West was born and raised in Ogden, Utah Territory, to Joseph A. West and Josephine Richards. He earned a B.S. from the Utah Agricultural College in 1904 and a Ph.D from the University of Chicago in 1911. West was a professor of physics at the Utah Agricultural College, which is today Utah State University. For 28 years he was the dean of faculty at the school.

From 1935 to 1937, West was the second assistant to Albert E. Bowen, the head of the LDS Church's Young Men's Mutual Improvement Association. In 1936, he became the eighth Commissioner of Church Education, a position he held until he retired in 1953.
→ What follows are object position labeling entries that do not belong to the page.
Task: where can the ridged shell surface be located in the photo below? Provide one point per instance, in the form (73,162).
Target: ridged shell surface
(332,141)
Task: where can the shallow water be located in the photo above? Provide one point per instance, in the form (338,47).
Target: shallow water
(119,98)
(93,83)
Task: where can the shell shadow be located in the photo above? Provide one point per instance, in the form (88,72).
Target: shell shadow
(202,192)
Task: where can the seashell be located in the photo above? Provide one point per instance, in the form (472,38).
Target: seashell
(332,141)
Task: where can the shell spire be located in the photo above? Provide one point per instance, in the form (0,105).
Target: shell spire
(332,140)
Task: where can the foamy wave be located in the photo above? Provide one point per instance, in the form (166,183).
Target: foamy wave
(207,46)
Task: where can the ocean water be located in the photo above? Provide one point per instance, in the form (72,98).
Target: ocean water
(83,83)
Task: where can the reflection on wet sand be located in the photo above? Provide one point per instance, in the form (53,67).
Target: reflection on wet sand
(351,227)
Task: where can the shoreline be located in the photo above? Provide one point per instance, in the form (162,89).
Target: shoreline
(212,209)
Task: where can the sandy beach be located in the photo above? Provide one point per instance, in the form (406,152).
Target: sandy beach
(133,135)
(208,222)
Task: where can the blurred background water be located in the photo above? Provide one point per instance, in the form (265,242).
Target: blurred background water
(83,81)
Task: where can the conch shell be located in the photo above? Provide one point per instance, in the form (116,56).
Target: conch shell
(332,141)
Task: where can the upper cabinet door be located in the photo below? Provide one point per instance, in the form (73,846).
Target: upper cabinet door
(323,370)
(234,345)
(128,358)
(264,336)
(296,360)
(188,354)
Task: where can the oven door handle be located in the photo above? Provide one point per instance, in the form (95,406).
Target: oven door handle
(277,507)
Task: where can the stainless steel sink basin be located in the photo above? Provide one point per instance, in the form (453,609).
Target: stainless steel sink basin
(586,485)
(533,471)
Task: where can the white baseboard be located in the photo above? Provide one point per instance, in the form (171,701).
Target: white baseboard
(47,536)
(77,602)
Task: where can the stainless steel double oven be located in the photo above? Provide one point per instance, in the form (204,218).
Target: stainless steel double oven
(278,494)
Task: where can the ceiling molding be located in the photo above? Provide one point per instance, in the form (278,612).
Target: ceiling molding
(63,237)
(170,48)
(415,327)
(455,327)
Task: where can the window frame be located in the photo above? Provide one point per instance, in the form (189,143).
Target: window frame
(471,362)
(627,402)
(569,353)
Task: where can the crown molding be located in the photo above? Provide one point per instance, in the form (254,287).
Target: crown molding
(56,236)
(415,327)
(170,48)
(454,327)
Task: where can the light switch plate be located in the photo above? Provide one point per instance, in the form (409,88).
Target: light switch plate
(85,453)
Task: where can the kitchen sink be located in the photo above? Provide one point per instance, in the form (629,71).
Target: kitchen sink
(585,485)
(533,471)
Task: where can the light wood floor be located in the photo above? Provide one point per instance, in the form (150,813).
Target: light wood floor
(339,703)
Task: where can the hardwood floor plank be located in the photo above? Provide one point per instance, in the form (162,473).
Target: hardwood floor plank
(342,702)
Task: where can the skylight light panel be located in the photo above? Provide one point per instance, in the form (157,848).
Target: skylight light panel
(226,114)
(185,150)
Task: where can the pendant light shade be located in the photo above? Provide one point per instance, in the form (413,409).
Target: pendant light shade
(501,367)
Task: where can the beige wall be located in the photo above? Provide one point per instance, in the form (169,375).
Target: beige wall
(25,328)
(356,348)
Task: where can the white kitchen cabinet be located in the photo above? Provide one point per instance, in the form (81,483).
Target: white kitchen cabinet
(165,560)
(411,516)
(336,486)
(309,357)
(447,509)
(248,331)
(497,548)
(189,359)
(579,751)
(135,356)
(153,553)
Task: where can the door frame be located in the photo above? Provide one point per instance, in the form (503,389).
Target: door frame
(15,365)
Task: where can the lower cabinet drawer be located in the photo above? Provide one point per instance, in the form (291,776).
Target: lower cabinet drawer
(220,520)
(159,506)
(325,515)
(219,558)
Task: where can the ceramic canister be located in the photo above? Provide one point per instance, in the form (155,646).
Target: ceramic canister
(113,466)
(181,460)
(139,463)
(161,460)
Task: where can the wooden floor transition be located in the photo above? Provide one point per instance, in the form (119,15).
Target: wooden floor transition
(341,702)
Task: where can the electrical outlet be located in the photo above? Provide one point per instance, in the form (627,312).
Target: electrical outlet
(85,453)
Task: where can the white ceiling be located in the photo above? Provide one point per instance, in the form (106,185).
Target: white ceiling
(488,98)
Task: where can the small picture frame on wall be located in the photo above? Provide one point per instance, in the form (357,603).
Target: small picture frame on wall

West was the author of five books, including three manuals for the Church Educational System and a biography of his maternal grandfather, LDS Church apostle Franklin D. Richards. West was also the grandson of Chauncey W. West, a Mormon pioneer and prominent leader of the LDS Church in Weber County, Utah for whom he also wrote a biography. West, also a descendant of LDS Church apostle Lorenzo Snow, was named Franklin Lorenzo, in honor of his family heritage.

West was married to Gladys Spencer, August 19, 1904 a granddaughter of Brigham Young and a member of the prominent Thatcher Young family of Logan, Utah. Children: Gladys Virginia and Marjorie West. They later divorced and, West married Violet Madsen, February 12, 1920 of Ogden, Utah. After Violet Madsen's death, he married Mrs. Sarah Frances Nelson Malmborg who survived him.